Der Spaziergang ist eine sehr wichtige Etappe einer sehr langen Reise. „A daughter’s journey“, die Reise einer Tochter, wie sie sagt. Was an diesem Freitag geschieht, ist auch die 80 Jahre ausstehende offizielle deutsche Wiedergutmachung von Unrecht, das Familien wie der von Eleanor Reissa widerfahren ist.
Fast genau ein Jahr vor ihrem Termin im Konsulat haben Bundestag und Bundesrat eine längst überfällige Gesetzesänderung verabschiedet. Das Staatsangehörigkeitsgesetz ermöglicht es seit 20. August 2021 auch den Nachfahren von Nichtdeutschen, die hier wegen ihres jüdischen Glaubens verfolgt wurden, sich einbürgern zu lassen. Bis zum Juni dieses Jahres sind 7240 Anträge beim Bundesverwaltungsamt Köln eingegangen. Der von Eleanor Reissa gehört zu den frühen.
„Herzliche Glückwünsche. Jetzt sind Sie Deutsche!“
Fast scheitert sie noch an der sehr deutschen Vorliebe für Bargeld. Fünf Dollar braucht Eleanor Reissa, um im Generalkonsulat ein besseres Bild für ihren Pass machen zu lassen. Sie hat nur eine Kreditkarte dabei. Eine Frau, die ebenfalls auf ihren Termin wartet, leiht ihr das Geld. Glückliche Zufälle und Fügungen gehören zur Grunderfahrung ihrer Reise. Wenig später überreicht eine Konsulatsmitarbeiterin Eleanor Reissa die Einbürgerungsurkunde, beglückwünscht sie auf Englisch durch die Corona-Trennscheibe: „Herzliche Glückwunsch! Jetzt sind Sie Deutsche.“ Eleanor Reissa sucht nach den passenden Worten. „Es ist doch bemerkenswert, dass ich jetzt Bürgerin des Landes bin, das immer die gefühlte Heimat meines Vaters war.“ Nie hat sie sich das vorstellen können. Nicht einmal den Wunsch danach. Nein. No. Never. Aber wie das auf Reisen eben so ist: Sie führen manchmal auf unerwartetes Terrain.
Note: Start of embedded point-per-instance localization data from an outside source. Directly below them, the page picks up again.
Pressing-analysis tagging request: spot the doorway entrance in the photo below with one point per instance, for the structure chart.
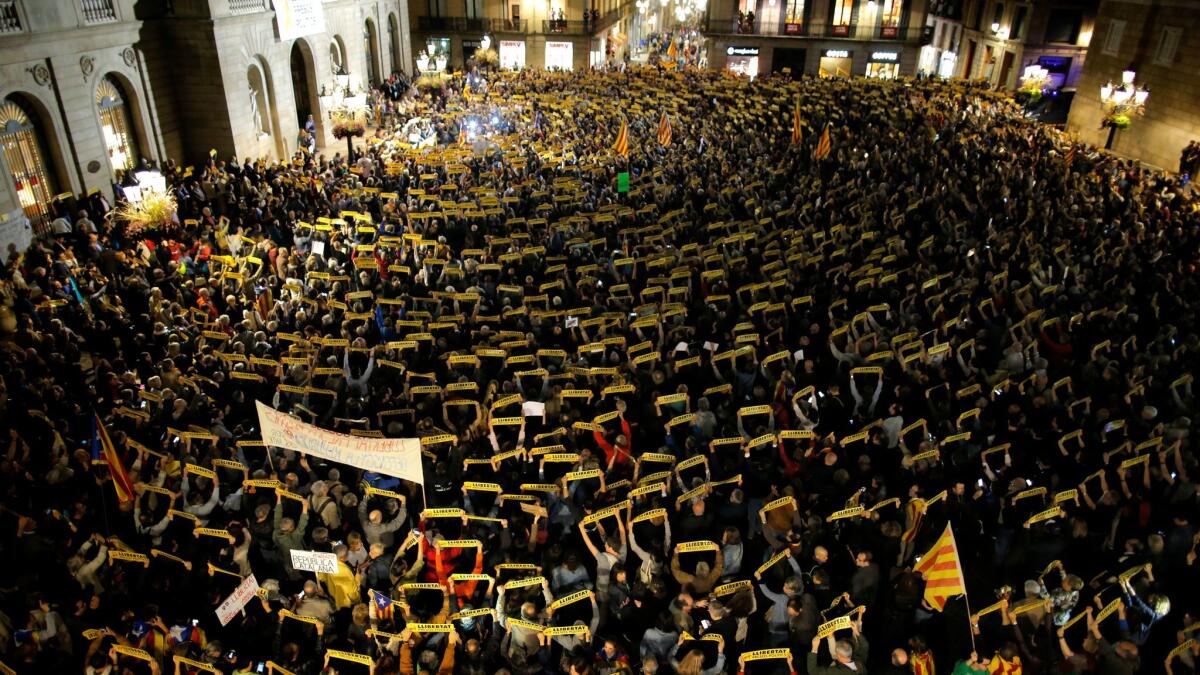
(304, 89)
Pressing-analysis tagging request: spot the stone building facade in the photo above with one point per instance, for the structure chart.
(89, 88)
(1159, 40)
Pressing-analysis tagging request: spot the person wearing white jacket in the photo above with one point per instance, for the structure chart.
(85, 571)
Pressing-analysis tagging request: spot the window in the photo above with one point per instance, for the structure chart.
(117, 125)
(892, 10)
(1018, 31)
(1113, 39)
(843, 12)
(795, 16)
(23, 150)
(1168, 43)
(336, 57)
(1062, 25)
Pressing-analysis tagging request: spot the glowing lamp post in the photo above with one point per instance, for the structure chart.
(1121, 103)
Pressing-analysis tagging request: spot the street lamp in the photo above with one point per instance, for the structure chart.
(1121, 103)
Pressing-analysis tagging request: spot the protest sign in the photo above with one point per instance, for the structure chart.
(238, 599)
(315, 561)
(394, 457)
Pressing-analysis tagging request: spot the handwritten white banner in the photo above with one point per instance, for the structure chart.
(394, 457)
(315, 561)
(238, 599)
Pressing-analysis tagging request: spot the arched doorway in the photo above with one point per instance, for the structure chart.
(304, 89)
(117, 126)
(371, 51)
(394, 42)
(264, 118)
(23, 138)
(337, 64)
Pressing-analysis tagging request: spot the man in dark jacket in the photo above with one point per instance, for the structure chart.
(849, 656)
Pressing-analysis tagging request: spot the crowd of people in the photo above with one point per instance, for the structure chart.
(679, 406)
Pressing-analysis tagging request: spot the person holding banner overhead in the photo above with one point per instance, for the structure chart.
(934, 329)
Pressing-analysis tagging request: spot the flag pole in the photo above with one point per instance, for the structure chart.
(966, 599)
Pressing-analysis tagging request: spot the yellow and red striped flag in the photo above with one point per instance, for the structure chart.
(942, 571)
(665, 131)
(823, 145)
(102, 449)
(622, 145)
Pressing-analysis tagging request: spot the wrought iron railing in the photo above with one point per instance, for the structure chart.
(10, 18)
(247, 6)
(99, 11)
(741, 27)
(465, 24)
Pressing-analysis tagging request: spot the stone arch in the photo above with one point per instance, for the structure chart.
(263, 103)
(21, 113)
(371, 53)
(139, 141)
(304, 87)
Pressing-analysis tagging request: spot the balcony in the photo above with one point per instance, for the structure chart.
(247, 6)
(10, 18)
(463, 24)
(822, 31)
(99, 12)
(562, 27)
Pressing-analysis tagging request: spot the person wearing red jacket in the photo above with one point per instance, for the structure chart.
(621, 447)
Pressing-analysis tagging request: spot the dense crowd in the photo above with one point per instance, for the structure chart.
(676, 407)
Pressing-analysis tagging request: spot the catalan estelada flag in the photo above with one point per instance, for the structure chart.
(1000, 667)
(102, 449)
(942, 571)
(264, 303)
(915, 513)
(383, 604)
(622, 145)
(823, 145)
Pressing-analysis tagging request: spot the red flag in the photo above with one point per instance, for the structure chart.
(942, 571)
(622, 145)
(102, 449)
(823, 145)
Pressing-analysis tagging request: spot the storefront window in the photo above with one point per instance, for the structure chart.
(892, 10)
(513, 54)
(889, 19)
(885, 71)
(742, 60)
(835, 63)
(23, 151)
(559, 55)
(117, 125)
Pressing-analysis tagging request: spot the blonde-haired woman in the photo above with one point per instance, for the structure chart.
(694, 662)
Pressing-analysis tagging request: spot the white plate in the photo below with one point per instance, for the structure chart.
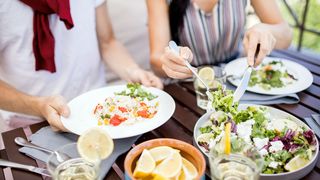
(305, 78)
(82, 117)
(275, 113)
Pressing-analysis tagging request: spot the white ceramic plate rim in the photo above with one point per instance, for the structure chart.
(304, 76)
(82, 118)
(279, 114)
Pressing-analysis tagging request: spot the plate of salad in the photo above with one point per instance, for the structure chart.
(123, 110)
(288, 146)
(273, 76)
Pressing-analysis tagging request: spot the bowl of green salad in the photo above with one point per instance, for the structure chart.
(288, 146)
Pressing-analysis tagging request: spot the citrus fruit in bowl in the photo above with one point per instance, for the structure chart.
(165, 158)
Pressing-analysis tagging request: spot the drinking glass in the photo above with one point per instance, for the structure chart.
(73, 169)
(200, 89)
(245, 165)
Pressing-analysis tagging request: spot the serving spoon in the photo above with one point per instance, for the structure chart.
(61, 157)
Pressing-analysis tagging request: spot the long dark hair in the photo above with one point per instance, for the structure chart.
(177, 10)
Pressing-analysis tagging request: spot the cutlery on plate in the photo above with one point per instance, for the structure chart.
(173, 46)
(238, 93)
(37, 170)
(313, 125)
(61, 157)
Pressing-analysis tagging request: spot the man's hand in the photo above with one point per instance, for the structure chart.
(258, 34)
(51, 108)
(174, 65)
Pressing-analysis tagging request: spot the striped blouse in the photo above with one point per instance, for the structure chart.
(214, 37)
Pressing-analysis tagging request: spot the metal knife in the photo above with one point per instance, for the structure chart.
(313, 125)
(238, 93)
(37, 170)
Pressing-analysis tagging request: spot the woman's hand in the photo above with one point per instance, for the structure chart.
(52, 108)
(258, 34)
(146, 78)
(174, 66)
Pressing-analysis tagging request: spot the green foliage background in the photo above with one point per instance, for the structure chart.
(309, 40)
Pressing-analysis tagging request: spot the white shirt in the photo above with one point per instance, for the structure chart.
(79, 67)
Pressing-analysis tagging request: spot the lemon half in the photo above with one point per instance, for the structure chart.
(95, 144)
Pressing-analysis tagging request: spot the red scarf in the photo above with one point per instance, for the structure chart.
(43, 40)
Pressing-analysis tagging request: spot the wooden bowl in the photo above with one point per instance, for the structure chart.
(187, 151)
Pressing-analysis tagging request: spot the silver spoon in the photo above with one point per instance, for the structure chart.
(61, 157)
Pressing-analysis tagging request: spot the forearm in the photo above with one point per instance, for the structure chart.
(15, 101)
(118, 59)
(282, 33)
Begonnen hat diese Reise vor mehr als 100 Jahren in Stuttgart. Lange also vor Eleanor Reissas Geburt in Brooklyn im Jahr 1953. Der jüdische Kaufmann Chaskel Schlüsselberg, geboren 1901 im polnischen Galizien, lebt seit 1918 mit seiner Familie in Deutschland und ist im Stuttgarter Westen heimisch geworden.
Doch die Nazis werden ihm sein Leben in Stuttgart rauben. Sie deportieren seine sechsjährige Tochter Frida mit ihrer Mutter Chana und ermorden sie. Ihren Sohn Heinrich haben die Schlüsselbergs 1938 nach der November-Pogromnacht noch rechtzeitig in einen Kindertransport nach England setzen und retten können. Er bleibt für immer dort.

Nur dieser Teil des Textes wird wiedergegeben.